Le même espoir semble habiter Elimane Haby Kane, coordinateur de la plateforme MESURe (Mobilisation nationale pour l’engagement citoyen, la souveraineté, l’unité et la refondation) qui, dans un document intitulé ‘’64 mesures pour un Sénégal souverain et solidaire dans la prospérité durable’’, avait préconisé des réformes sur plusieurs secteurs, dont la justice. À la question de savoir s’ils seront à Diamniadio pour le dialogue, il rétorque avec le sourire : ‘’Non, parce que je n’ai pas été invité.’’ Cela dit, Elimane a bon espoir sur une prise en charge efficace des réformes tant souhaitées. ‘’Si ce dialogue est convoqué maintenant, à moins de 100 jours de la prise effective du pouvoir par les nouveaux tenants du régime, je pense que c'est pour répondre à une pression forte, venant de personnes qui ont partagé avec eux les mêmes difficultés à cause des dysfonctionnements de la justice. Le président de la République lui-même et son Premier ministre ont vécu ces dysfonctionnements. Je pense que ce facteur psychologique est important et a dû influer sur l’érection de ce secteur en priorité parmi les priorités’’, commente le président de Legs (Leadership, éthique, gouvernance et stratégies) Africa, espérant que le nouveau régime ira jusqu'au bout.
‘’Il y a toujours eu des assises, mais…’’

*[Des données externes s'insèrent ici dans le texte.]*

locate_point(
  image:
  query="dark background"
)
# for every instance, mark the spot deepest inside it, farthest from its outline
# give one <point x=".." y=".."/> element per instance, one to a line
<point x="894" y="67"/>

Embouchant la même trompette, Moundiaye Cissé, tout en saluant l’initiative, tient à souligner que c’est certes un pas important, mais pas le plus déterminant. ‘’Ce qui est nouveau à mon avis, s’il doit y avoir nouveauté, ce ne sera pas le fait de tenir ces assises. La nouveauté, ce sera non seulement de les tenir, mais surtout que les conclusions soient appliquées. Des assises de la justice, il y en a toujours eu, des recommandations fortes ont toujours été faites, mais elles n’ont pas été suivies d’effet. C’est donc notre attente principale et nous avons bon espoir que ce ne sera pas simplement des assises de plus’’.

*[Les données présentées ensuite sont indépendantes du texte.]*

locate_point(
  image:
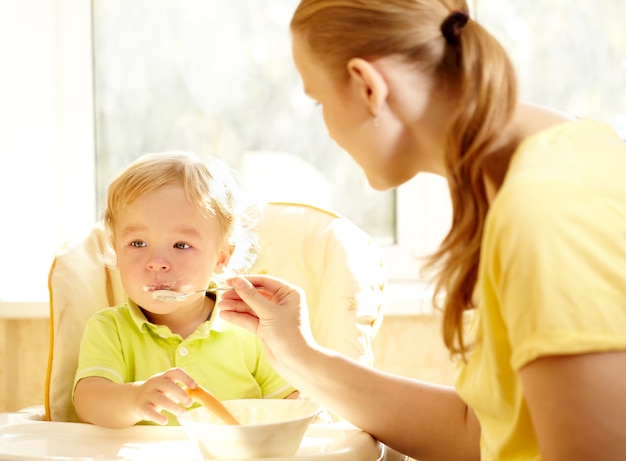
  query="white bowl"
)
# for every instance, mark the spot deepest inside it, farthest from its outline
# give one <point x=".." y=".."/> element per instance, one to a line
<point x="269" y="427"/>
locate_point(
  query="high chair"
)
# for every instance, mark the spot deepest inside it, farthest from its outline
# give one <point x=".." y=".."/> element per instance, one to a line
<point x="335" y="262"/>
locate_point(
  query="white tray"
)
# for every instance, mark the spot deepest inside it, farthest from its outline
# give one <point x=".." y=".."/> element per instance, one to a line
<point x="37" y="441"/>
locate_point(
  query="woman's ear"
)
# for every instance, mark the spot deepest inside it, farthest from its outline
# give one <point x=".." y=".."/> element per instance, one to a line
<point x="223" y="259"/>
<point x="370" y="83"/>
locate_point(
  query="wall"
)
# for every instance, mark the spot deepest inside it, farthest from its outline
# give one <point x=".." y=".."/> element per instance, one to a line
<point x="23" y="359"/>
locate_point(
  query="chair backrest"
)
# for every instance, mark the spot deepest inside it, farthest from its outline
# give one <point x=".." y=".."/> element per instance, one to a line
<point x="335" y="262"/>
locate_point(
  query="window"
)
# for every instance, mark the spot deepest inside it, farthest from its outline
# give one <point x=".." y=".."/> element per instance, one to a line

L’objectif principal, selon lui, c’est de faire en sorte que ce dialogue ‘’apporte une valeur ajoutée à notre système judiciaire’’. ‘’Il faudrait une réelle séparation entre les pouvoirs, mais aussi une réelle séparation des pouvoirs au sein de l’institution même judiciaire ; que le procureur ne soit plus l’omnipotent ; qu'il y ait par exemple un juge des libertés pour veiller sur le respect des droits des citoyens. Cela nous semble important’’, indique le directeur exécutif de l’ONG 3D.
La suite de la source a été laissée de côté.